« Stuff White People Like... | Main | Good news/bad news »

Maybe local home builders should thank county government...

...for keeping them solvent. Amidst the ugly rhetoric and threatening diatribes aimed at the county’s Community Development Services Department for controlling growth, lost is the sad news that home builders in California are going bankrupt because they can’t sell the homes they’ve built in the past few years.

A major Sacramento-area home builder, Dunmore Homes, in business for more than 50 years, is going under, liquidating it assets. It soon will cease to exist, stranding those who bought new houses from Dunmore without anybody to honor the warranties on their homes. Last year Dunmore sold one-sixth the number of houses it sold in 2004. One-sixth.

My brother, who works at the state Capitol, recently bought a sparkling new home in this north Sacramento subdivision. He laments that the same model he bought can now be had for approximately $100,000 less than he paid a year ago, and that the builder is throwing in free interior decoration and landscaping incentives. Still, the homes aren’t selling.

“But the building has pretty much stopped everywhere. And the builder who built our home? One step away from bankruptcy. In fact, I wouldn't be surprised to see them file for credit protection later this spring. They're on half-staff anyway. And they have so many finished homes that aren't occupied,” my brother wrote to me in an email yesterday.

On top of this, according to my brother, his other home, which he bought new nearly six years ago and is now unable to sell, is worth less today than the price he paid for it in 2002. He’s basing this on the recent sale of a neighboring home, same model as his, that listed for $15,000 less than it cost new.

A home that today can’t fetch the price it sold for new in 2002. This is astonishing, given where the market was just a few years ago.

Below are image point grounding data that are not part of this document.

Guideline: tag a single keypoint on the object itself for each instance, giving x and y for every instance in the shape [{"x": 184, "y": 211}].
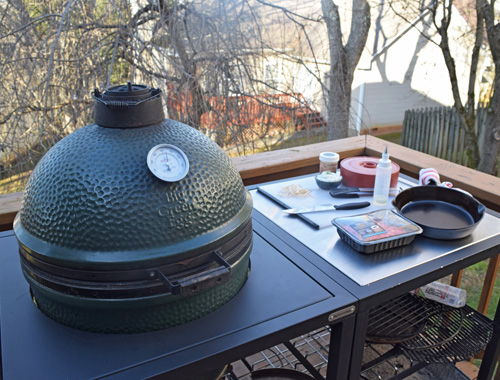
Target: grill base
[{"x": 138, "y": 314}]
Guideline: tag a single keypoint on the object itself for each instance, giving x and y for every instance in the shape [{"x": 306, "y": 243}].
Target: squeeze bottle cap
[{"x": 384, "y": 161}]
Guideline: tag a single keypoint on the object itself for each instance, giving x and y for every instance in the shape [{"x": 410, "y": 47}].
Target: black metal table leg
[
  {"x": 340, "y": 349},
  {"x": 492, "y": 351}
]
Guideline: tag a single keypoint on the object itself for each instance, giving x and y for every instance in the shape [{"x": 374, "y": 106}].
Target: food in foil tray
[{"x": 376, "y": 231}]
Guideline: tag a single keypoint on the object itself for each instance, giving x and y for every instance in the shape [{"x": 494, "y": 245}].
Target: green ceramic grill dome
[{"x": 107, "y": 246}]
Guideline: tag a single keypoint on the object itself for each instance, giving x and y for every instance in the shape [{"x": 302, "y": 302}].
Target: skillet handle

If you need more convincing the home-building industry would benefit from a little constraint, there’s this:

The National Association of Home Builders is demanding that Congress include a provision in the economic stimulus plan that would grant a $10,000 tax credit to people who purchase newly built homes. Not existing homes. But a new home that builders can’t sell. And remember, a tax credit is worth a lot more than a tax deduction, because it is a dollar-for-dollar reimbursement from the government. The building industry wants those who buy their homes to get an extra $10,000 from the government when buyers file their tax returns next year.

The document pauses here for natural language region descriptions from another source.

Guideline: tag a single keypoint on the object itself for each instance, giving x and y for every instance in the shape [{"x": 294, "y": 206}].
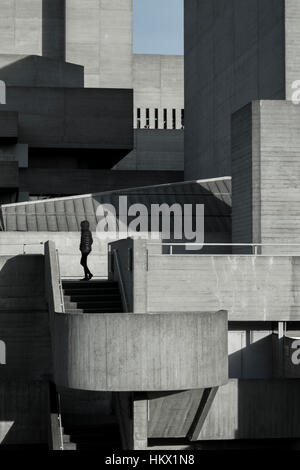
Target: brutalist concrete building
[
  {"x": 166, "y": 348},
  {"x": 68, "y": 72}
]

Think about how unjust this would be to home owners trying to sell their existing homes in this market, and to the Realtors who represent them.

The NAHB is so desperate for this outrageously narcissistic piece of legislation, which Congress has basically laughed at, it is withholding campaign contributions to members of the House of Representatives seeking re-election.

"The home builders have already cut their prices to subsistence levels," NAHB chief executive Jerry Howard told the San Francisco Chronicle.

The local home-builder lobbying groups complain incessantly, and have for years, about being held in check by county government regulators. But if you know people involved in local real estate circles, you know about the glut of homes on the local market that just won’t sell, and aren’t likely to anytime soon.

Imagine if local developers had been able to steamroll county officials and got their way, building unchecked, and right now there were hundreds, perhaps thousands, of additional new homes on the local market? With the exception of Danco – which is in a league of its own – how many local home builders would be over-extended right now, bankrupt or about to be?

Though the resistance within the County Community Development Services Department to opening up natural resource lands for housing development comes from a desire to prevent the urban sprawl that has ruined other once-pastoral Northern California counties, perhaps an unintended benefit has been to protect developers from themselves.

Comments

Great point. But I doubt Kirk Girard will get a thank you card any time soon.

his other home, which he bought new nearly six years ago and is now unable to sell, is worth less today than the price he paid for it in 2002.

Ouch. That's bad.

I just love it when someone who bought a home in 2002, and then used the equity to buy ANOTHER home in 2006, is now whining that the market is hurting them. Just think how many people could not enter the housing market because of market speculators exactly like this poor sap. I have absolutely no sympathy. The Community Development Department is not responsible for the housing crisis. Legislation intended to encourage the "flipping" of homes, irresponsible private developers, and speculators are all to blame.

Well, I'd hardly call my brother a speculator or home flipper. He lived in the first home for five years. He and his wife are prolific backyard gardeners. He's the founder and president of an heirloom tomato club in Sac. They decided to take the plunge on a new home because this particular lot has a huge backyard with a great exposure. His intention was to to sell his old home. But it hit the market just at the time everything went south. Rather than take a loss, he found a good renter and will ride it out for a few more years.

Corrections happen all the time in markets andrew. this is just another one. the weak get weeded out. same thing here, you'll see the over-extended ones fall apart and the good ones pick up the pieces.

Sorry Andrew, regardless of how genteel his hobbies are, your brother IS a speculator. He bought on the speculation of selling his old house at a profit.

And now he's collecting rent, anticipating future appreciation. That's speculating too. And BTW, he's making his old neighborhood less owner occupied.

Do you feel that a neighborhood with a lot of renters is desirable for an owner to live in? Would you feel a landlord renting out next door was making a positive contribution to your neighborhood stability?